[sdiy] Bus for digital patching of synths
Rainer Buchty
rainer at buchty.net
Sat Nov 9 15:50:27 CET 2013
On Fri, 8 Nov 2013, cheater00 . wrote:
> On Fri, Nov 8, 2013 at 2:45 PM, <rburnett at richieburnett.co.uk> wrote:
>> I think Paul Maddox played about with the idea of a digital modular synth
>> some time ago, (appologies if my memory serves me badly!)
>
> I think I've never heard of this. Has anyone more on this topic?
That was the OpenSynth idea. Not sure if the mailing list archives still
exist, but I have an mbox file somewhere.
The crux pretty much was the digital bus where each module would put its
data so that any input could pick it up based on the given patch
configuration.
This is where sheer size and according scalability issues arise. You
have $m modules with $o outputs each who want to place their data on the
bus. Sounds like time-slice? Yes, but you would need to have
sufficiently high data rates then to support the bandwith requirements
of m*o*sizeof(audio word in bits)*sample frequency Bit/s
Each output alone will require at least 48kHz*16 Bits which is already
768kBit/s (96 kByte/s, SI kBytes that is, not kibibytes). If you want to
go 24bit/192kHz (and for the sake of "state of the art in studio
technology", audiophiles, and whatnot we want), then it's even
576kBytes/s, which is roughly 5MBit/s.
This was just *one* output. We have $m of those.
A single VCO with individual saw, tri, and square outputs would
therefore already require around ~15MBit/s raw data rate. Each VCO's
waveform should have its assigned VCA for waveform mixing (+3*5MBit/s
for VCA outputs) feeding a summer (+5MBit/s for summer output if we
assume that the VCF only has one, not 3 inputs) which outputs the
waveform mix to the state-variable VCF (+3*5MBit/s for VCF output: LP,
BP, HP), each output feeding again an individual VCA plus summer
(+20MBit/s), finally feeding the final VCA (+5MBit/s for VCA output).
12*5MBit/s=60MBit/s so far and we don't have any modulation yet.
You want individual envelopes for all (7) VCAs? add 35MBit/s.
You want individual envelopes for pitch and filter frequency? add 10MBit/s
LFOs, too? Well, double those 45MBit/s above for ultimate flexibility.

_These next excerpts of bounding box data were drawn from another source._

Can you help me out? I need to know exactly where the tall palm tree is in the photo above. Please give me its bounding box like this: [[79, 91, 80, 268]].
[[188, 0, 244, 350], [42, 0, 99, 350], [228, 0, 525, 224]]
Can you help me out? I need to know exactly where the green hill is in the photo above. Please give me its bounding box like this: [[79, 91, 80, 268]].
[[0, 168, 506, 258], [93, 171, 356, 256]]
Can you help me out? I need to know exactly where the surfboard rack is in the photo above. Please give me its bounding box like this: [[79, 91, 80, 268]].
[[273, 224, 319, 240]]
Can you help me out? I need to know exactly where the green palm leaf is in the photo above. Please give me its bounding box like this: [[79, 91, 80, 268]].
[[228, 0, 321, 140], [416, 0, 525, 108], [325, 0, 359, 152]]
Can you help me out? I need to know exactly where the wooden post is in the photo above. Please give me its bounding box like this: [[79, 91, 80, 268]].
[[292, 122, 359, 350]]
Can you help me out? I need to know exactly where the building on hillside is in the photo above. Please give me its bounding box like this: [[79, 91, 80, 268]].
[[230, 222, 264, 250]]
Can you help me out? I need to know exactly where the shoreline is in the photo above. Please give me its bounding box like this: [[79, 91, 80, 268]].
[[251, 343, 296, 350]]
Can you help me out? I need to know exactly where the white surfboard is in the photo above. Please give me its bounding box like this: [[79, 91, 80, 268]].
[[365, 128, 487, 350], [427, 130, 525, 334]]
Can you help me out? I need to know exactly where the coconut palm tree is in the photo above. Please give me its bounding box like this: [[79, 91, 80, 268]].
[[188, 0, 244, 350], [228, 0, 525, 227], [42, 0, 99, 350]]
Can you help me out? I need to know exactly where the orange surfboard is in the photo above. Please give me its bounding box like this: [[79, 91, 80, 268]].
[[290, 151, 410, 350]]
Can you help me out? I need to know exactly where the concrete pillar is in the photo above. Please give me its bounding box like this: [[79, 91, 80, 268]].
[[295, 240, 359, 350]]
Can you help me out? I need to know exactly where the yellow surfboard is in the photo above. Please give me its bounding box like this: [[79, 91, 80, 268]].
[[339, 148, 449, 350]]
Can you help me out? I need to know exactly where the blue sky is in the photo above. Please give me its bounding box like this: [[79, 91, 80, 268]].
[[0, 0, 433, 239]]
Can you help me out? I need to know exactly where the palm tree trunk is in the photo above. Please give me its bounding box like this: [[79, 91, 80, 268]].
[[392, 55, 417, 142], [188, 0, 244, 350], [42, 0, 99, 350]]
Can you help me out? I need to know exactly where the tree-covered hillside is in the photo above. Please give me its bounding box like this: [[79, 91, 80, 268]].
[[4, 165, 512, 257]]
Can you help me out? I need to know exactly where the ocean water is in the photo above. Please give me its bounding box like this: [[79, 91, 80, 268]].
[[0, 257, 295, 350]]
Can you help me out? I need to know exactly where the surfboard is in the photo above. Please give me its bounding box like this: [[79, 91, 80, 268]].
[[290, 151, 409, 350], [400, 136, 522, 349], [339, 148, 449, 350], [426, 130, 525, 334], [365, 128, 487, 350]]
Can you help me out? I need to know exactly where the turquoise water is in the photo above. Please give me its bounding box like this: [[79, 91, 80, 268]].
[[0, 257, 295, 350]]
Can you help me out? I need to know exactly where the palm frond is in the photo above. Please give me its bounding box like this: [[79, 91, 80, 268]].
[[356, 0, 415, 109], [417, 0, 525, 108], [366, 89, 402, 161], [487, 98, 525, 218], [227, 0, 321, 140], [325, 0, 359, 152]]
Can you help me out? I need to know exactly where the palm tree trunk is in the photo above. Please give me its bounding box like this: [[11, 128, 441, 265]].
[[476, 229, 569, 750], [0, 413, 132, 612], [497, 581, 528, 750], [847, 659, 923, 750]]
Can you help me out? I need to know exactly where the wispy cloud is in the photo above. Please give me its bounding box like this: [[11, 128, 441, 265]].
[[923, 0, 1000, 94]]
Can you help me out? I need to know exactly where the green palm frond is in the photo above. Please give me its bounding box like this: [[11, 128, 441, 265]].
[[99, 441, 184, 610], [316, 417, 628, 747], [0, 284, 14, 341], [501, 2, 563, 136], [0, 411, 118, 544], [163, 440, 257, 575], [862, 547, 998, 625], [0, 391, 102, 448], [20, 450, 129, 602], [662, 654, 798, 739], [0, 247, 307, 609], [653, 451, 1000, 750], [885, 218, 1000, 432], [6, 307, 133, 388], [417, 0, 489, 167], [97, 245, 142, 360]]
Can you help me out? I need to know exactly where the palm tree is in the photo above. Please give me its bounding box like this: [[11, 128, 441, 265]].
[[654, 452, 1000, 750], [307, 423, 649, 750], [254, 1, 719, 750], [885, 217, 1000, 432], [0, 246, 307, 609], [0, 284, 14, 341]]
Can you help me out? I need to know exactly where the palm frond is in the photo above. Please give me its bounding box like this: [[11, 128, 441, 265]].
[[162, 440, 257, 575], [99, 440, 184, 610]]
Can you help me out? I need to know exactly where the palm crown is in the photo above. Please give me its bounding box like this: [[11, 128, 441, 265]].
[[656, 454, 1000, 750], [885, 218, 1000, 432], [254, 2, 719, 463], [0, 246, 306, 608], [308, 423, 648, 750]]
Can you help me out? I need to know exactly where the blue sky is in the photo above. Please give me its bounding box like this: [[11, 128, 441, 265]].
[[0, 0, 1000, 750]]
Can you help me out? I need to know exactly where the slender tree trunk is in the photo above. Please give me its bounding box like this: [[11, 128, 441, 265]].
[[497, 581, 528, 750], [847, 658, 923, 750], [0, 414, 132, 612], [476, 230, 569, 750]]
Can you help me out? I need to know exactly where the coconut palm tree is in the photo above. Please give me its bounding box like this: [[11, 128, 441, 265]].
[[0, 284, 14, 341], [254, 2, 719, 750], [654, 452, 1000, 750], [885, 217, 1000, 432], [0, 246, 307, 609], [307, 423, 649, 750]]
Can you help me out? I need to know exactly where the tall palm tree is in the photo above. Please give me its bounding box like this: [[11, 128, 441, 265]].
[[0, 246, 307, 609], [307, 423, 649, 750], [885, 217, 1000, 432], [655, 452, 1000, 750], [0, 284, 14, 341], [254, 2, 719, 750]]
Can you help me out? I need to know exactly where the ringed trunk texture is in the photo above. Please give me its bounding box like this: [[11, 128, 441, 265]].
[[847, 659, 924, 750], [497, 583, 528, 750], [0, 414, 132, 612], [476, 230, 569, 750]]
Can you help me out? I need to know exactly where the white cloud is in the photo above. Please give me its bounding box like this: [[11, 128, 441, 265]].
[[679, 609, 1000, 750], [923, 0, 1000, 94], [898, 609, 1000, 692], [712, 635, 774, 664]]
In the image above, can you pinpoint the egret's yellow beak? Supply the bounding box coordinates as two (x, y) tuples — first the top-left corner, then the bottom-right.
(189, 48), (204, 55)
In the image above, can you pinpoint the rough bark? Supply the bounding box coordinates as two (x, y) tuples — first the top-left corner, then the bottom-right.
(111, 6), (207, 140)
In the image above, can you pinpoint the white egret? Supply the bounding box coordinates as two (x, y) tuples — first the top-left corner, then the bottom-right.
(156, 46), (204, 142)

Makes 150MBit/s already for this single-osc, single-voice setup (or
around 100MBit/s if we go for a lesser modulation-friendly approach) and
we haven't even touched protocol overhead (probably neglectable, as it
is basically a couple of bytes of source address per module output and
eventually an extra slot for configuration data), safety overhead
for some FEC and checksumming (better drop one audio packet than play a
defective one), and eventual issues arising from the modules detecting
when it's time to put their own data onto the shared bus.
So skip the shared bus and go for a central crossbar chip. That puts
less stress on the individual patchcord (which just needs to serve those
~5MBit/s), but of course moves the problem as you then need a capable
crossbar which should be able to handle at least something in the GBit/s
area.
Possible? Today, yes. A Virtex 7 offers 96 transceivers of sufficient
throughput and enough logic to build a fast enough crossbar.
Back then, i.e. around a decade ago, quite impossible.
Yet, still, I think that an programmable analog crossbar is the better
solution in your case. Saves you all the hassles of dealing with
high-speed buses and you don't even need tons of ADC/DAC. Plus,
scalability is rather easy to achieve.